Con la sua presidenza l’Alessandria era finalmente ritornata ad essere una squadra che ci inorgogliva, e noi di “Museo Grigio” – conservatori e divulgatori del blasone ultrasecolare del club – siano sempre stati lealmente al suo fianco, proprio per rispettare al meglio la nostra mission. In virtù della stima reciproca e della collaborazione, oggi non abbiamo alcuna remora a chiederle pubblicamente: “Presidente perché tutto questo? Ci spieghi meglio, ci faccia capire”.
Lei è sempre stato più tifoso che presidente-imprenditore, ed è per questo che abbiamo sempre compreso e giustificato gli errori commessi.
Sappiamo che, proprio come quando c’è un forte entusiasmo, le delusioni diventano drammi interiori difficili da superare, tanto che si possono addirittura avere forme di rigetto.
Lei, presidente, avrebbe dovuto aprirsi subito dopo la sconfitta contro il Vicenza, subito quella sera. Avrebbe dovuto parlare e spiegare, non scegliere la via del silenzio che è poi diventata foriera delle più disparate illazioni, contribuendo ad alimentare tensioni, cattiverie e angosce.
Non è stata fatta una seria analisi sulle effettive cause della che hanno portato alla retrocessione, abbiamo solamente assistito a inopportuni scarichi di responsabilità.
In realtà tutti, chi più chi meno, hanno avuto le proprie responsabilità, partendo da lei presidente, per continuare con il direttore sportivo Fabio Artico, che ha fatto il mercato (a parte la sua forzatura su Marconi) per finire con Mister Moreno Longo, che ha così vanificato la straordinaria impresa del 2021 della promozione.
Intuiamo che lei possa essersi sentito tradito dagli stessi Longo e Artico, da giocatori pagati anche più del dovuto se ripensiamo alle prestazioni viste, rispettiamo la scelta di voler cedere la società e anche, nell’attesa, di ridimensionare i programmi.
Siamo purtroppo davanti ad un immobilismo che ci preoccupa non poco. Che pare poco dignitoso.
Il punto è che non comprendiamo del tutto dove lei vuole andare a parare. Non capiamo quale futuro ci potrà essere, nella consapevolezza che in tutta la sua storia l’Alessandria non ha mai affrontato un campionato con un manipolo di ragazzini.
Anche noi, ci creda, ci sentiamo sotto una sorta di attacco, perché non possiamo recitare il nostro ruolo e sentirci dire, come purtroppo accade sempre più frequentemente, “bravi, fate bene a ricordare la Serie A, perché oggi fate giocare i bambini!”.
Così facendo, presidente Di Masi, lei sta vanificando in una sola volta tutto quello che di strabiliante ha fatto.
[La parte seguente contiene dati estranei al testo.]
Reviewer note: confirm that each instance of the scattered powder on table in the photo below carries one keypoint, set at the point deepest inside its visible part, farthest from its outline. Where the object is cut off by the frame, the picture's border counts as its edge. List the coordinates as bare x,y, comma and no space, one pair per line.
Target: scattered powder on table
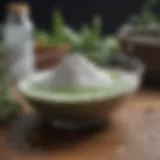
77,71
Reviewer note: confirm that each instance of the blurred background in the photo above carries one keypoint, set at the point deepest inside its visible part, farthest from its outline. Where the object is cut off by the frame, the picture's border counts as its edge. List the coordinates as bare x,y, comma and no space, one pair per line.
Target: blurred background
77,12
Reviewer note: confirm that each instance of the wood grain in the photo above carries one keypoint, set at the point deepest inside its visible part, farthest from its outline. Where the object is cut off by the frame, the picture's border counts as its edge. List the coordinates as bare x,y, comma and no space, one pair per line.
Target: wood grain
108,144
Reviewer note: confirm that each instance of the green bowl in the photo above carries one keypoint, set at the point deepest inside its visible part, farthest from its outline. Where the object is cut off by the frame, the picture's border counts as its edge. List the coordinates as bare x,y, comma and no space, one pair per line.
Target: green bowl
78,103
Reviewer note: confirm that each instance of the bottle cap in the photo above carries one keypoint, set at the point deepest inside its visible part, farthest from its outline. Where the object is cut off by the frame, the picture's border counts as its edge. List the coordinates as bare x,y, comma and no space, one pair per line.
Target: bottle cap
18,8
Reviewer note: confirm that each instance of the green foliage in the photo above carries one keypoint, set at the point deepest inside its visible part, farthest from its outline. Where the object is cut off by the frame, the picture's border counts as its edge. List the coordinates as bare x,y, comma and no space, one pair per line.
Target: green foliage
88,40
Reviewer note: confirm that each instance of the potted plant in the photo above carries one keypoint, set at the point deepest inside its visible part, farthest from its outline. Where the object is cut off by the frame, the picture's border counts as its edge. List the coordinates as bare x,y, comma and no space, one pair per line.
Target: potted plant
50,48
141,37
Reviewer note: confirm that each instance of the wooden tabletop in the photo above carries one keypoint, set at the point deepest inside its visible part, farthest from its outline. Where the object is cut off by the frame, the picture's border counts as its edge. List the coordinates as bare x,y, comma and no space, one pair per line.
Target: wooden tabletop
109,144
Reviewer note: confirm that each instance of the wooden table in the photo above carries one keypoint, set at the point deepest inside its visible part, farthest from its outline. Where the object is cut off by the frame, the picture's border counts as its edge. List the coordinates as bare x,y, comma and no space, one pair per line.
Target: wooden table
104,145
Rischia di lasciarsi dietro solo macerie.
Noi la vogliamo solo stimolare a fare chiarezza.
Però anche da parte nostra la pazienza sta per esaurirsi e non accetteremo più che un’intera comunità, dove peraltro all’interno c’è anche una struttura societaria fatta di persone e non di numeri, sia tenuta in scacco dal suo enigmatico comportamento.